Autocamionale della Cisa
E’ un titolo che può ricordare i Kraftwerk e le Autobahn tedesche. In verità nessun sintetizzatore tra queste righe. Soltanto una lunga striscia di asfalto che collega l’Emilia al mare attraversando appennini, cantieri, brianzoli in coda. Vale quindi la pena
dedicare due righe a questa serie interminabile di gallerie e viadotti? Me lo sono chiesto qualche giorno fa, mentre percorrevo l’Autocamionale della Cisa per la milionesima volta. Era l’imbrunire, il casello di Parma appena superato, i capannoni industriali diradavano e lasciavano il posto a case coloniche ammucchiate a gruppi di tre. Le prime colline, contrafforti del massiccio appenninico, si stagliavano nere e demarcavano nette il confine con un cielo blu. Anzi: blues. Allora, mentre l’ultima luce del giorno accarezzava le acque del fiume Taro che zigzagando sotto i viadotti dell’Autostrada tentava di regolare il suo passo e giungere al Po indenne da liquami e versamenti, mi sono detto che si, qualche cosa si poteva anche scrivere.

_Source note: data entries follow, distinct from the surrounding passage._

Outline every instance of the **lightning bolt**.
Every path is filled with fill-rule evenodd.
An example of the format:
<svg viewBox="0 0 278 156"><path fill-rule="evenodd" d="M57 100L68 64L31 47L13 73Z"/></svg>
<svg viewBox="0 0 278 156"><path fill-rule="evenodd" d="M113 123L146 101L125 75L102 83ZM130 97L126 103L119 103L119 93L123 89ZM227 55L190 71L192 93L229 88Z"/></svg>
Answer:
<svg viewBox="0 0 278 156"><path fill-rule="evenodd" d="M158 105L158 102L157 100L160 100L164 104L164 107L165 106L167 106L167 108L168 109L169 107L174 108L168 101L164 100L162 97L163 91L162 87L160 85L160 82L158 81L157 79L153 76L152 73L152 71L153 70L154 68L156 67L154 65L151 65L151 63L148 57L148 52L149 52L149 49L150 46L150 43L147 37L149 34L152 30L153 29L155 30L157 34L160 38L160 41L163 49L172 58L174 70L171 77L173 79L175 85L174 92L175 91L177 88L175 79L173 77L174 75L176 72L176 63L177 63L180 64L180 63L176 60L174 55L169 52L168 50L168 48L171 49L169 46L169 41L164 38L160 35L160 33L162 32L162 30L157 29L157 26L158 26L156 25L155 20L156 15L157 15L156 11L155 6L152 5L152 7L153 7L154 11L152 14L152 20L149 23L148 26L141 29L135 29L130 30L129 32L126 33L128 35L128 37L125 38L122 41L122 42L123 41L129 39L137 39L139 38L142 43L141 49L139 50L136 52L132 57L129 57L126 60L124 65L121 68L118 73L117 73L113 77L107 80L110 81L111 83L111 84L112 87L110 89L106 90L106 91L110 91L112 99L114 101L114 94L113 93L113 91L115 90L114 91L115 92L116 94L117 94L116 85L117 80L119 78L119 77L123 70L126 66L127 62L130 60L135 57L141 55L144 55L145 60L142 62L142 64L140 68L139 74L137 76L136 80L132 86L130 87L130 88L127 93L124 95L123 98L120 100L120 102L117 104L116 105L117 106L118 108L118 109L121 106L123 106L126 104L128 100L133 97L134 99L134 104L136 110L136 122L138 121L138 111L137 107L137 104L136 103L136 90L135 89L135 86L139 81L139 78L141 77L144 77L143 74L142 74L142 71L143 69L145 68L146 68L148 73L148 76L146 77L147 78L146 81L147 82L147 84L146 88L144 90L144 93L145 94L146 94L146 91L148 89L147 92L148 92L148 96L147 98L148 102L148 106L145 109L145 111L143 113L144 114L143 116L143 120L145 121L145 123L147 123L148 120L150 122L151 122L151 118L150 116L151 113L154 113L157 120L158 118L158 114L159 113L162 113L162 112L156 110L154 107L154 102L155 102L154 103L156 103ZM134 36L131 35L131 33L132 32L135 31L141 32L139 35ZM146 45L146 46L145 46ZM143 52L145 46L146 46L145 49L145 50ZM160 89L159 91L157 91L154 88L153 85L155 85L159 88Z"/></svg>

Sono cresciuto di fianco a quell’autostrada. Oltre gli appennini, dove la strada trova requie dopo i saliscendi e le curve a gomito e l’aria ha già un che di marino. La mia casa è al limitare dell’asfalto e mia nonna da bambino mi portava a salutare i camionisti che sfrecciavano lasciando una ferrosa scia di vento. Anni dopo, mentre attendevo il carro attrezzi nella corsia di emergenza, ripensai a quei vuoti d’aria e tutto mi sembrò un po’ meno poetico. Ma questa è un’altra storia. Talvolta mi accingo al limitare di essa e la osservo, come facevo con mia nonna. Ancora gli spostamenti d’aria mi solleticano lo stomaco. Ma la sensazione che provavo allora, quella se n’è andata.
Quando ero un ragazzino e il mio mondo era limitato a un certo orario e un certo chilometraggio, il mio luogo preferito era l’Autogrill. Lì, nelle ore serali di lunghe estati felici, osservavo auto che sapevano di salsedine e crema di protezione. Gli occupanti avevano visi abbronzati, divoravano panini dai nomi di cittadine liguri. Erano sereni e io con loro. Non ho mai più provato la serenità di allora. Nemmeno quando divenni un transitante io stesso.
Sono anni che passo di fianco a Pietra Mogolana e la domanda è sempre la stessa: in quanti ci abitano tutt’ora? E ancora: esiste la bella stagione al Tugo? Il formaggio che vendono nella piazzola di sosta di Gravagna è buono? Cosa pensarono quegli abitanti di Succisa quando si videro il paese tagliato in due dal mostro d’asfalto?
Autocamionale della Cisa. E’ una sorta di cordone ombelicale. Talvolta mi accingo al limitare di essa e la osservo, come facevo con mia nonna. Ancora gli spostamenti d’aria mi solleticano lo stomaco. Ma la sensazione che provavo allora, quella se n’è andata. Ho tante suggestioni, certo, ma sono sciocchezze che derivano da libri e musica. Hai voglia di pensare a Faulkner e a quella strada descritta nelle prime pagine di Furore. Facile rimembrare la Statale 17 di Guccini o l’Highway 61 di Bob Dylan. E’ solo solletico mentale. Una cosa che non rimane, come i vuoti d’aria. Le emozioni del bambino e del ragazzino che fui, là al limitare dell’Autocamionale della Cisa, non hanno copertina, accordi, testo, ma rimangono nel tempo. Indelebili. Come la strada che da anni percorro, per me o per qualcun’altro poco importa, ogni settimana.
E comunque no, il coraggio di salutare i camionisti non ce l’ho più.